Right in line with the opening of superhero film “Avengers: Endgame,” it was the S&P 500 and Nasdaq Composite combining forces to end the trading week with record highs as first-quarter GDP avenged its fourth-quarter 2.2 percent showing in 2018.

The S&P 500 rose 0.5 percent to 2,939.88 to reach an all-time closing high. In the meantime, the Nasdaq Composite ended the day up 0.3 percent at 8,146.40.

Meanwhile, the Dow Jones Industrial Average went  81.25 points higher to 26,543.33 to close just 1.5 percent below its own all-time high.

The markets were boosted by better-than-expected first-quarter GDP numbers published by the Commerce Department. Despite a number of roadblocks heading into 2019 after a rough fourth-quarter market showing to end 2018, the U.S. economy rebounded in the first quarter this year, beating analysts’ expectations of 2.5 percent growth with a 3.2 percent growth number.

The GDP figure represents the strongest rate of growth for the first quarter in four years and matches the 3.2 percent growth experienced a year ago.

“The economic expansion will set new records for longevity in July and it looks like there is no stopping this economy,” said Chris Rupkey, chief financial economist at MUFG, in a note. “We had all but given up on the first quarter with the Federal government shutdown ending January 25, frigid winter weather conditions shutting down manufacturing production, and the fears of a world growth slowdown.”

“So far the fears are unfounded,” Rupkey said.

Further gains were tamped down by disappointing first-quarter results from the likes of Exxon and Intel.
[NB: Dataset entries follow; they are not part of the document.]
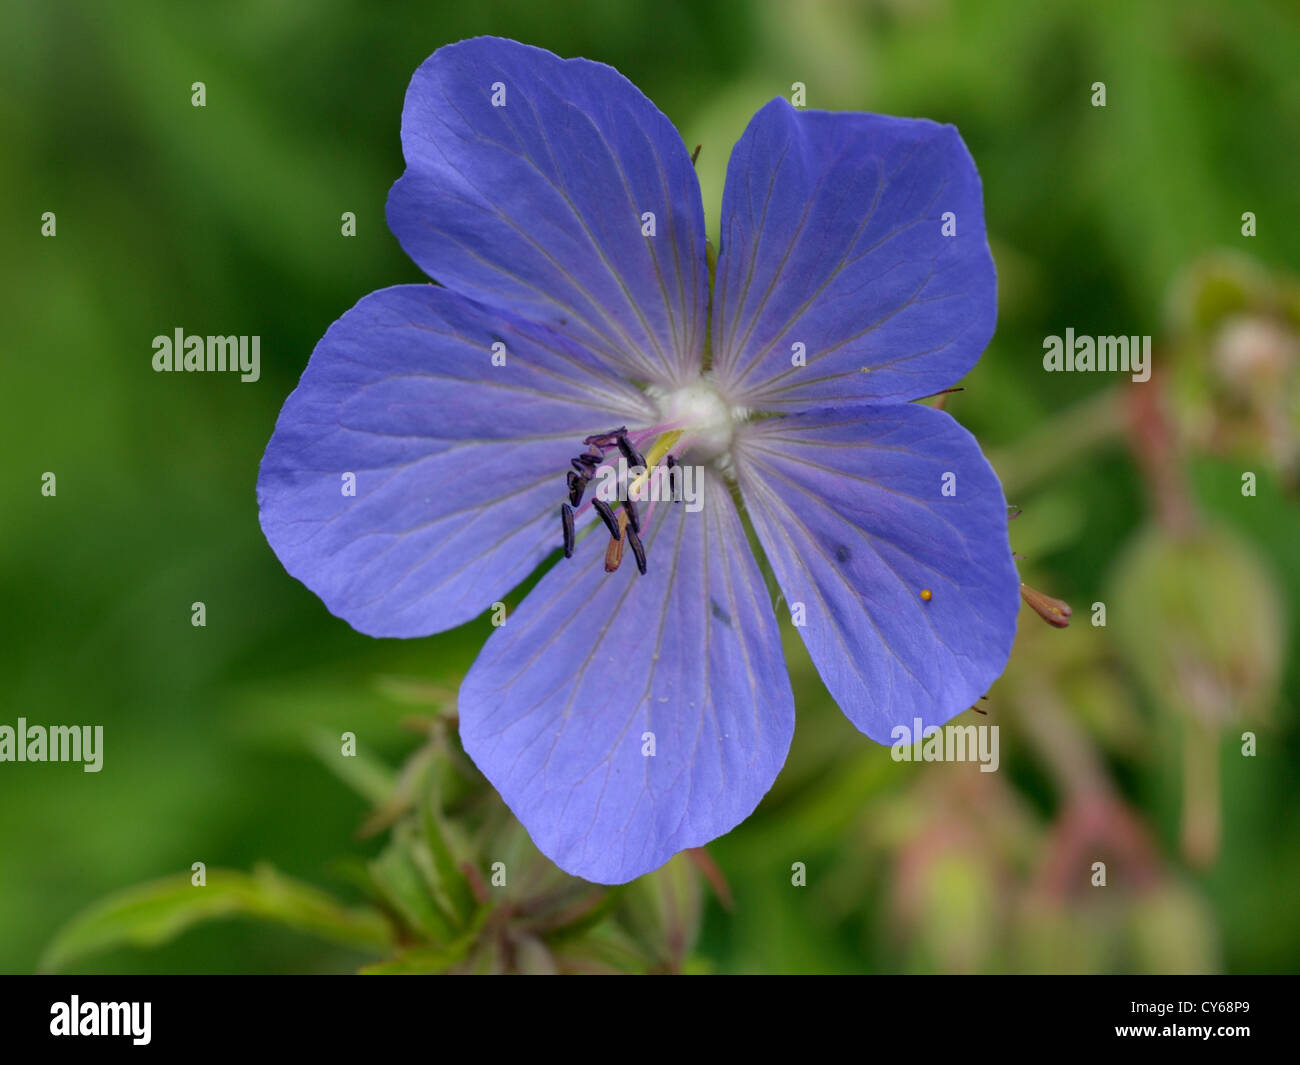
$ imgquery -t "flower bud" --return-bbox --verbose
[1020,583,1072,628]
[1107,523,1283,727]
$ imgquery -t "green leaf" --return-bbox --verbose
[531,886,623,944]
[371,674,457,711]
[360,932,476,975]
[360,908,489,974]
[420,797,476,926]
[41,865,394,972]
[367,824,458,941]
[359,941,471,975]
[307,727,396,805]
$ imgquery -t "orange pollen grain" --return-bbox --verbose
[920,589,932,602]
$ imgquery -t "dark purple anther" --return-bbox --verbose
[624,496,640,533]
[566,470,585,507]
[560,503,575,558]
[616,434,646,468]
[666,454,680,502]
[626,524,647,575]
[583,426,628,448]
[591,498,621,539]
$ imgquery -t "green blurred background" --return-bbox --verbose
[3,0,1297,973]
Both combined for a 12 percent decline with a drop in earnings as well as weaker guidance for the rest of the year.

“The burden of proof is fairly high,” said Eric Wiegand, senior portfolio manager at U.S. Bank Wealth Management. “Investors’ appetite for companies that either disappoint or offer lower guidance on a go-forward basis tends to be met with a pretty sharp reaction.”
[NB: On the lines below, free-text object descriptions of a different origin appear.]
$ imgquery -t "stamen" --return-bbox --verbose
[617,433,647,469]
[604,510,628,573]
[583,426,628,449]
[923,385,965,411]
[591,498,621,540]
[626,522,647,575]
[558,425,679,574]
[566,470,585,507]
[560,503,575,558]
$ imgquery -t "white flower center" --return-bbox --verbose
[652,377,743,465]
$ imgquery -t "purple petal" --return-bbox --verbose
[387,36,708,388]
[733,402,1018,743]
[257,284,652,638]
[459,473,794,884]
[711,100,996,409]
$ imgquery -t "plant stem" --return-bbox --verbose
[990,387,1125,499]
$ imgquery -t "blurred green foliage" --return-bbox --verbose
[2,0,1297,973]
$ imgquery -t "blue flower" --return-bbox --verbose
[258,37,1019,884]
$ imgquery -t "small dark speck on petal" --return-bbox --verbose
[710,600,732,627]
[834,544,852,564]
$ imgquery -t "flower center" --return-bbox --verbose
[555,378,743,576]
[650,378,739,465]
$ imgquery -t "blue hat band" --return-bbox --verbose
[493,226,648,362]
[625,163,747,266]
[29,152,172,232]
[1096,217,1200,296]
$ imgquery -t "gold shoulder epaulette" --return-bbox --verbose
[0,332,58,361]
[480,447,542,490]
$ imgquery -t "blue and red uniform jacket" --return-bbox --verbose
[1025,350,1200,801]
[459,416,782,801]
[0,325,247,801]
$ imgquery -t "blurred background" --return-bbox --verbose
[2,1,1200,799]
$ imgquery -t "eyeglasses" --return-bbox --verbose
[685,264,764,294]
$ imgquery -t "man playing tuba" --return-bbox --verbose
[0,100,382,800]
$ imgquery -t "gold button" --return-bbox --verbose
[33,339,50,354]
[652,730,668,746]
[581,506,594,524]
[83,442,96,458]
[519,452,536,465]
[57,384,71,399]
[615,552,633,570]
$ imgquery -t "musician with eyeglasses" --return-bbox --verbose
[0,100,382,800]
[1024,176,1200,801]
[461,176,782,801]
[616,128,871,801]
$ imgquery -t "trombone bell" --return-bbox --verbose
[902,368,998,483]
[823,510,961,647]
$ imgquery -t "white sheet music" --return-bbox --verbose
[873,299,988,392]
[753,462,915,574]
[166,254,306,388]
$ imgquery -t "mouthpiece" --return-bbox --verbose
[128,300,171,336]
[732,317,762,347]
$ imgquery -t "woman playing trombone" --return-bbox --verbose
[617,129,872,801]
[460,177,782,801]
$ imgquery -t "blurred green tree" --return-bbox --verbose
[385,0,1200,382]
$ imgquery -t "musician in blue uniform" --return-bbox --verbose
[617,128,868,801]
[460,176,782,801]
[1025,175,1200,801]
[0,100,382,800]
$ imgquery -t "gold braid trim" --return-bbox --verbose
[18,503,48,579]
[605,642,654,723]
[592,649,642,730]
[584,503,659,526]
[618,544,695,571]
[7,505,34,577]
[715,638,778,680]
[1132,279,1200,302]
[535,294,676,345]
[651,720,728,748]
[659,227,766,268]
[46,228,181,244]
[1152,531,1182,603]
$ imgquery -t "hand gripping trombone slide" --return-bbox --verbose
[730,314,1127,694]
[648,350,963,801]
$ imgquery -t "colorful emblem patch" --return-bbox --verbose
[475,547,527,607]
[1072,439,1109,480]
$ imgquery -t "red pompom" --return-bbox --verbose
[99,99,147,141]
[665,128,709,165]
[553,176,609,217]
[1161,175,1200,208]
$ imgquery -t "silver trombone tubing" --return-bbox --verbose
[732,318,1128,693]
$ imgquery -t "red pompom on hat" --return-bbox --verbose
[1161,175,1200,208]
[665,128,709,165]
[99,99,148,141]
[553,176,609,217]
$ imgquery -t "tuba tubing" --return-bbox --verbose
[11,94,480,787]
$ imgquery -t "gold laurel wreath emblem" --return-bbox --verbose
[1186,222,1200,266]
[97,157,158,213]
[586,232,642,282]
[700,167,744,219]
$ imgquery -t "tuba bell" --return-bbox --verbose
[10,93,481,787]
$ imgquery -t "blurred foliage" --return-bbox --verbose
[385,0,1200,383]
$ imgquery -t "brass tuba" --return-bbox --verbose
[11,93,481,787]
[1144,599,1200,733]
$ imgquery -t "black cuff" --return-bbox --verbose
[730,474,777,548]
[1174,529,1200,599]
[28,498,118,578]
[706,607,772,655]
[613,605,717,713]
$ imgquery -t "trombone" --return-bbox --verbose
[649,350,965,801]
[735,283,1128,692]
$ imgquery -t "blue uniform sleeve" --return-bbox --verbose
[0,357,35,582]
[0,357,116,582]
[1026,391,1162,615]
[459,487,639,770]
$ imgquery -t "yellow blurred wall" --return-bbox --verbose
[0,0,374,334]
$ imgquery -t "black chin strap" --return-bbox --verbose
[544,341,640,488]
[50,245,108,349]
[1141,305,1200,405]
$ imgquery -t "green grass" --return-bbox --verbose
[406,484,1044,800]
Amazon moved higher on Friday after the online retail giant topped earning expectations after the closing bell on Thursday. Shares of Amazon were up as much as 1 percent in the early trading session before closing up 2.54 percent as Wall Street digested the results, noting that earnings are trending towards less growth, but wider profit margins as it revamps its current operations and services.

“I don’t think it’s a time to be making significant additions to equities, but at the same time there is not a lot of downside risk,” said Michael Geraghty, equity strategist at Cornerstone Capital Grou. “Net net, we’re advising our clients to stick with their equity positions and, if stock prices decline from current levels, that may be a buying opportunity.”